On the other side, officers have one goal at the end of the day: to make it home. They are going to shoot you before you shoot them. And can you honestly blame them, with the shit they have to see? That badge gives you a right to carry a gun, and I think most of the general public puts their trust in you to make the right decision. You won't always make the right decision. And when you don't, you have to admit it.
Would anything have changed if Officer Wilson had come out immediately and said, "Yes, I shot and killed Michael Brown. I wish that I hadn't, but my life was in danger and it was the decision I made"? I don't know. It certainly would have been better than the PR circus that followed, slandering the deceased Brown's name and ultimately attempting to justify those shots fired.
The ends do not justify the means. Criminals are put into prison, not fired upon. And unarmed citizens should not shot multiple times or choked until they die. Again, any past transgressions are irrelevant now. Even if Mike Brown stole some cigarillos, does that justify his murder?

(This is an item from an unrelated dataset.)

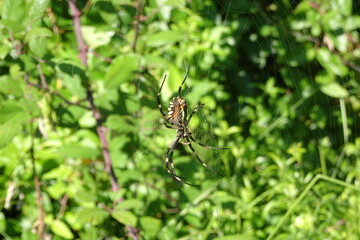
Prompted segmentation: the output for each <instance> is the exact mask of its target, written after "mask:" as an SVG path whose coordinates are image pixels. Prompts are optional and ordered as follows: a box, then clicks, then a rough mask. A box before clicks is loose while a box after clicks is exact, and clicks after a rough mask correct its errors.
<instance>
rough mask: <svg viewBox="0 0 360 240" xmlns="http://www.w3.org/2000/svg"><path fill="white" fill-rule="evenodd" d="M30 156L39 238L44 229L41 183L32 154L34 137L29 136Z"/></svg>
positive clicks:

How can a terrorist or school shooter or theater shooter be kept alive to stand trial when a man minding his own business on the streets of New York City is murdered without a second thought given to his killer?

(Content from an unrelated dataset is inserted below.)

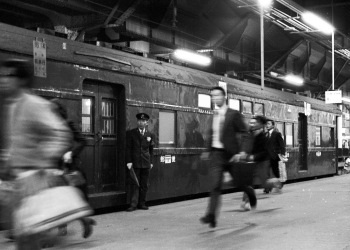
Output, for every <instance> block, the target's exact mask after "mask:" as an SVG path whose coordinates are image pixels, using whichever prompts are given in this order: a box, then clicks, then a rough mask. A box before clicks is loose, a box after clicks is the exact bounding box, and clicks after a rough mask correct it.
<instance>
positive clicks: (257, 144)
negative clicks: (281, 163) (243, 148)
mask: <svg viewBox="0 0 350 250" xmlns="http://www.w3.org/2000/svg"><path fill="white" fill-rule="evenodd" d="M253 141H254V142H253V148H252V151H251V154H252V155H253V156H254V161H255V162H261V161H265V160H267V159H268V158H269V153H268V151H267V147H266V144H267V138H266V136H265V133H260V134H258V135H256V136H254V140H253Z"/></svg>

A precedent hasn't been set--it has been fortified. Two unarmed, black citizens were murdered by police officers and not one god damn thing has been done about it.
There is an impasse: officers will not want to give up their guns. The minute they follow non-lethal protocol, an officer will be killed and we will have another controversial tragedy on our hands. But I guarantee you the man who kills him, regardless of his skin color, will see the inside of a courtroom. Here is the only point I am making: Michael Brown's life was worth just as much as Darren Wilson's life and should be treated that way. Eric Garner's life was worth the same amount as any officer. His passing should be mourned by the country. An officer understands and accepts the risks and responsibilities when he puts on that uniform--he chose this profession. What choice does a black man have? Dress the way white people want him to so that he doesn't look like a thug? What about a poor man? Mexican immigrant?
I am in NO WAY down-playing what law enforcement has to face and the demons that probably torment them for the decisions they have to make. I can almost guarantee that both Darren Wilson and Daniel Pantaleo made a thousand good and right choices that helped citizens and their communities, decisions that hurt no one, decisions that caused them to quietly and thanklessly sacrifice certain things and we should be grateful for that duty. But they both made just one terrible decision, whether or not you think it was warranted. The bottom line is that these officers killed two black men, to add on to the growing list, and walked away without anyone in the judicial system even saying, "Wait a second, let's at least give this a once over." Both officers could have been exonerated, but at least they would have stood trial and held accountable. But they weren't, and our country sent a message loud and clear: black lives do not matter.